たとえば、「毎月の利益から○万円を返済する」や「コスト削減で生じたキャッシュフローを返済に充てる」といった具体例を示すことで、計画の現実性を伝えられます。これらを資金繰り表や、損益計画書などを作成して提出することも非常に有効です。
計画の実現可能性を高める
銀行が事業計画を評価する際、計画の実現性は非常に重要なポイントとなります。
- 事業の差別化ポイントを強調する
自社の強みや独自性を具体的に説明します。たとえば、「業界初の技術を活用した商品」「地域密着型のサービス展開」「高い顧客満足度」などを挙げ、競争優位性をアピールします。 - 収益性の具体的な根拠を数値で示す
売上の根拠や収益予測を具体的に示します。過去の実績や市場データを基に、現実的な収益予測を記載することで、計画の信頼性を高めます。
抽象的な表現を避け、計画に具体的な数値を盛り込むことで、計画の現実性を示します。
信用情報の改善
信用情報に問題がある場合、それを改善することで銀行からの信頼を回復することができます。信用情報の改善は、主に延滞や滞納の解消、信用履歴の積み重ね、不正確な情報の修正を通じて行います。
延滞中の借入金や税金を完済する
信用情報に問題がある場合、延滞や滞納の解消を通じて銀行からの信頼を回復することが可能です。特に未払いの借入金や税金は信用情報に大きく影響するため、速やかな完済が最優先です。税金の滞納は金融機関にも共有されるため、早急な対応が必要となります。
すぐに完済が難しい場合は、税務署と分納の約束を取り付ける、または資金繰り表を用いて具体的な返済計画を提示することも有効です。これにより、解決への誠実な姿勢を示し、信頼回復につなげることができます。計画的に取り組むことで、信用情報の改善が進み、融資審査の通過が期待できます。
信用実績を積む
信用情報を改善するには、小規模の借入を計画的に返済し、良好な返済履歴を積み重ねることが有効です。これにより、金融機関の信用評価が徐々に向上します。また、取引先や他の金融機関との関係を良好に保つことも、信用力の向上に繋がります。
誤った情報の修正する
信用情報に誤記録がある場合、信用情報機関に修正を申請します。たとえば、すでに完済した借入金が延滞扱いとなっている場合や、不正確な情報が記載されている場合には、速やかに訂正を依頼します。
担保・保証の活用
担保や保証が不足している場合、銀行は融資リスクを懸念し、審査が厳しくなることがあります。この場合、担保価値を補完する取り組みが求められます。
担保価値のある資産を活用する
不動産、機械設備、売掛金など、担保として活用できる資産を精査します。例えば、所有している不動産を担保として提供することで、銀行に安心感を与えることができます。
保証協会を活用する
信用保証協会を利用することで、担保不足を補い、融資審査を通りやすくすることが可能です。この制度は特に中小企業向けに設計されており、銀行にとってはリスクを軽減し、企業にとっては資金調達のハードルを下げる重要な手段となっています。

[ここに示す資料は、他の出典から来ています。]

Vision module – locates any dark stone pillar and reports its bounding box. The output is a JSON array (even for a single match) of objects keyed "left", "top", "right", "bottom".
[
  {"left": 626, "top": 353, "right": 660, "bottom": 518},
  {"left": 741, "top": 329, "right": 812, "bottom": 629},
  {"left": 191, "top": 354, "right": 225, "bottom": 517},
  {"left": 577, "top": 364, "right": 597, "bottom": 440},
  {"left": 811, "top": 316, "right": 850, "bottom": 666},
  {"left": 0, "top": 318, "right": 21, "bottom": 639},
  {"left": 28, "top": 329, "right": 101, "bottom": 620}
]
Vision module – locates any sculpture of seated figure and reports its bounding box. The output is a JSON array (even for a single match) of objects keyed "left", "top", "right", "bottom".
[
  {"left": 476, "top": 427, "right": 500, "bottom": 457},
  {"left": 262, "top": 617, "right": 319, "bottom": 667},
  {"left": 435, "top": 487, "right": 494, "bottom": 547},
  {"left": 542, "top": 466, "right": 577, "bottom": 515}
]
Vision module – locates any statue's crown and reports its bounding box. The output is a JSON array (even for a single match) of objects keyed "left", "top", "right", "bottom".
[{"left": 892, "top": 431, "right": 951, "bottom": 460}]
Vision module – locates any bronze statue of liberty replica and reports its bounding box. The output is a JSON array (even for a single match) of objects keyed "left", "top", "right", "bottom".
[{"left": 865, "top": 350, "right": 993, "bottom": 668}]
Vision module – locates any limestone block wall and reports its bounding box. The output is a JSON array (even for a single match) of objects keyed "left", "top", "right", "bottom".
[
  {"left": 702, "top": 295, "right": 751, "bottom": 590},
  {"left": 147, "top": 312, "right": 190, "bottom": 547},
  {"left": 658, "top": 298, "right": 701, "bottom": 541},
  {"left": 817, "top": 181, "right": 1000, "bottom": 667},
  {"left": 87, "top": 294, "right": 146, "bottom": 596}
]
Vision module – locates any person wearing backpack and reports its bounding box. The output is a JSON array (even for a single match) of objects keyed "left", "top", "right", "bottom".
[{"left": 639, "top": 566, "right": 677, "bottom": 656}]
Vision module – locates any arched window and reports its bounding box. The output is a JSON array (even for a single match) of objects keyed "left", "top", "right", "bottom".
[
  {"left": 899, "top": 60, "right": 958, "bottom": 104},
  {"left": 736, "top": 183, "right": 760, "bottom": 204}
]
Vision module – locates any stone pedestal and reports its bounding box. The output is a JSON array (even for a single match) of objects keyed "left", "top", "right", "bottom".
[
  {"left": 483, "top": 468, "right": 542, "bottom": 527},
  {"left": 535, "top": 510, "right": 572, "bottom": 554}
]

ただし、保証協会の保証には上限枠が設定されており、この枠を一度使い切ってしまうと、新たな融資保証を受けられなくなります。そのため、将来的な資金調達の必要性を見据え、枠をどの程度残しておくべきかを慎重に検討することが重要です。安易に枠を使い切るのではなく、緊急時に備えた計画的な活用を心掛けることが必要です。
さらに、保証協会を利用して審査が落ちた場合でも、協会の担当者に直接説明を行うことが有効です。自社の財務状況や返済計画、事業計画を具体的に説明することで、協会側の理解を得ることができ、再審査の際によりスムーズに進む可能性が高まります。